Costain is among a group of organisations that includes De Montfort University, Bluefrog Design, M Wright and Sons, Virtalis and Loxcius that has secured co-funding from the government-backed Technology Strategy Board for a project aimed at improving the company’s operational performance and service delivery at Severn Trent Water.
The Technology Strategy Board, the UK’s innovation agency, works to stimulate technology-enabled innovation in areas that offer the greatest scope for boosting the UK’s growth and productivity.
Central to the three-year project involving Costain plus manufacturing firms M Wright & Sons and Bluefrog Design is the Autonomous Model Development software Tool (AMDT). The AMDT will work like a closed loop control system, where changes are constantly assessed and their effects fed back into the loop. The ultimate aim is to produce more reactive and competent processes.
Costain’s Business Development Director for the Water Sector, Matt Crabtree commented:
“It’s still very early days.
“The background to the project is to make British industry more efficient. The collaborative research and development project uses Costain’s and other collaborators’ processes to generate a requirement specification for the AMDT and as sites for validating the project outputs.”

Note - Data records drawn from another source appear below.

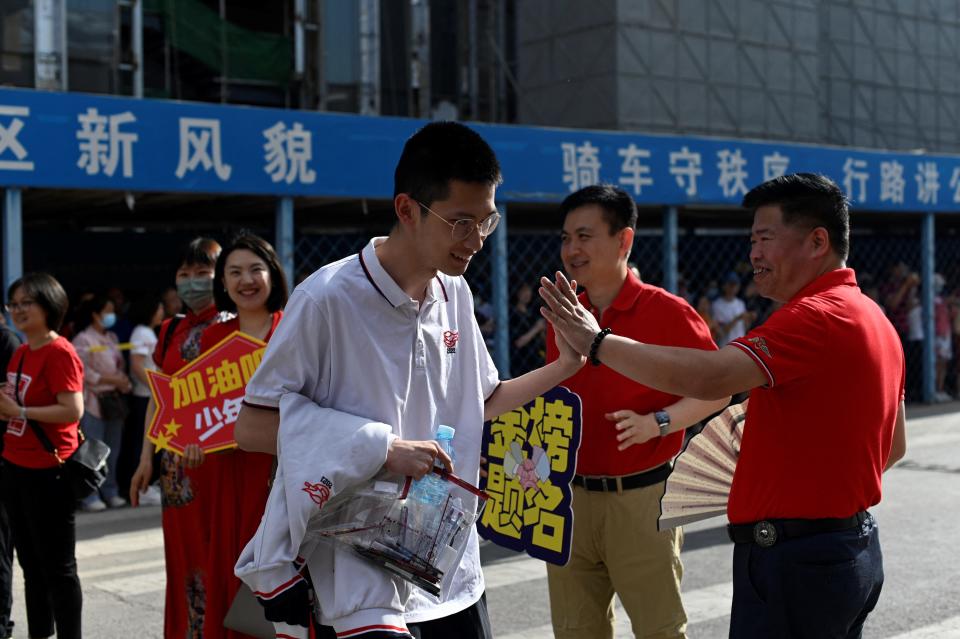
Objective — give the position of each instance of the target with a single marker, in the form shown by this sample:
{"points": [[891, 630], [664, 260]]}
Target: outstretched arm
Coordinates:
{"points": [[687, 372], [899, 448], [516, 392]]}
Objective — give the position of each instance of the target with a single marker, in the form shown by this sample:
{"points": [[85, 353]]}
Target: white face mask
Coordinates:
{"points": [[196, 292]]}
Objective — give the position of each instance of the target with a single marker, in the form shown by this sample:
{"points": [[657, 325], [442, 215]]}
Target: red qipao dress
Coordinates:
{"points": [[239, 483], [186, 496]]}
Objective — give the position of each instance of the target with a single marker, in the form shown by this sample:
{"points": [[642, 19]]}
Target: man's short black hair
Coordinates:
{"points": [[46, 291], [807, 200], [438, 153], [200, 251], [262, 249], [619, 209]]}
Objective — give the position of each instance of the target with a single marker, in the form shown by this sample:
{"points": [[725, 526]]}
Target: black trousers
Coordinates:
{"points": [[40, 506], [471, 623], [6, 571], [816, 587]]}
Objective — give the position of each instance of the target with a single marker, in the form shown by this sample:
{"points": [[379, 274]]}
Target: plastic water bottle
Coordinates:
{"points": [[428, 495], [431, 489]]}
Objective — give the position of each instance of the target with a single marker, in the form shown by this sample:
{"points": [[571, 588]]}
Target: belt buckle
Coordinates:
{"points": [[764, 534]]}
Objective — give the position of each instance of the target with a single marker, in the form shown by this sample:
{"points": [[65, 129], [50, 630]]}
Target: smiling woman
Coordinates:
{"points": [[248, 281], [43, 391]]}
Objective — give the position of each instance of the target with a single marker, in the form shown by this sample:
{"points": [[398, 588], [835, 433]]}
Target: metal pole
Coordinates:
{"points": [[300, 12], [501, 296], [670, 237], [369, 57], [137, 44], [12, 238], [472, 65], [49, 45], [926, 292], [224, 54], [284, 238]]}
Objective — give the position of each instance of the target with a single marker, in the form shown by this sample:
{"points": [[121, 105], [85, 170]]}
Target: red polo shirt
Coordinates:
{"points": [[818, 435], [646, 314]]}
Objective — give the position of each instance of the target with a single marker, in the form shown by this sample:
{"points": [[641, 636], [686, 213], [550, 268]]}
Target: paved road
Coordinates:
{"points": [[121, 560]]}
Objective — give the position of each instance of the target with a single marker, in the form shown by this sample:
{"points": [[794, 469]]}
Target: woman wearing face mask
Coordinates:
{"points": [[105, 386], [250, 282], [186, 498]]}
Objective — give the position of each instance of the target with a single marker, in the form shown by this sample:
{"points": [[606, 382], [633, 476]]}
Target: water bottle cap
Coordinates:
{"points": [[446, 432]]}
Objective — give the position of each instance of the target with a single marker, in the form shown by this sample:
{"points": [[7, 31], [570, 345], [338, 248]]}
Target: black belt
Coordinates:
{"points": [[620, 484], [769, 531]]}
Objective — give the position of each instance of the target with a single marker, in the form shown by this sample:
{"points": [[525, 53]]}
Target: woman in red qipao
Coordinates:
{"points": [[249, 281], [186, 492]]}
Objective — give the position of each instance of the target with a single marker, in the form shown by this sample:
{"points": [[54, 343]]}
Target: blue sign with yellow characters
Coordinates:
{"points": [[531, 458]]}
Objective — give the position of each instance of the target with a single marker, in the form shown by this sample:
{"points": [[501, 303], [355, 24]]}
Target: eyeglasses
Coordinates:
{"points": [[462, 229], [14, 307]]}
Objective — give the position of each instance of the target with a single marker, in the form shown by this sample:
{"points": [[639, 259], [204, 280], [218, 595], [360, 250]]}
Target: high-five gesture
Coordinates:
{"points": [[571, 320]]}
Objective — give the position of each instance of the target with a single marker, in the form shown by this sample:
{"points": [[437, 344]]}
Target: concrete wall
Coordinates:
{"points": [[871, 73]]}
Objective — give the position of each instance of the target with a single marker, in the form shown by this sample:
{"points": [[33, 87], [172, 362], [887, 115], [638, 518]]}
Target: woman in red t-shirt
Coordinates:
{"points": [[44, 385], [249, 281]]}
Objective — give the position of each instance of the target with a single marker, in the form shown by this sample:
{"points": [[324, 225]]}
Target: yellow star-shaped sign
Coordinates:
{"points": [[162, 442], [172, 427]]}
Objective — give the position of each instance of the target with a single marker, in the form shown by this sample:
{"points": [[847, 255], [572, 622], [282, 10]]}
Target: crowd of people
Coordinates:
{"points": [[380, 348], [95, 385]]}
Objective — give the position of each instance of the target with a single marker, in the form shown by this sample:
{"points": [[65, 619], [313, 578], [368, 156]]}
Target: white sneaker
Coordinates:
{"points": [[94, 506], [151, 497]]}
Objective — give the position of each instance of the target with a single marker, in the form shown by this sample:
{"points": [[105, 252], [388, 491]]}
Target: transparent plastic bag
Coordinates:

For the purposes of the study, Costain’s maintenance and repair work for Severn Trent is under the microscope. Matt Crabtree continued:
“For example, we repair hand-railings across Severn Trent sites. We do a lot of these jobs, but they are all slightly different. It’s a case of how we can streamline the process by using these innovative technologies to make it more efficient.”
Matt Crabtree said that Costain didn't think of itself as a manufacturing business and that Professor David Stockton of De Montfort University had suggested it compare itself to Morgan Cars,” He explained:
“All Morgan’s sports cars have four wheels and an engine, but they are built to custom order – in many ways, a similar situation to our hand-railing jobs. The fundamentals are similar but the shape and fixing differ.”
Professor Stockton said that coping with those differences – for example, in the form of problems or changes to an individual project – is the aim of the AMDT. Even a small change or problem, such as equipment breakdown, or a client changing a deadline, could have lengthy knock-on effects.
AMDT is aimed at helping a company’s planners make better judgements by using causal links across processes to autonomously resolve the effects of these problems and find best solutions to them.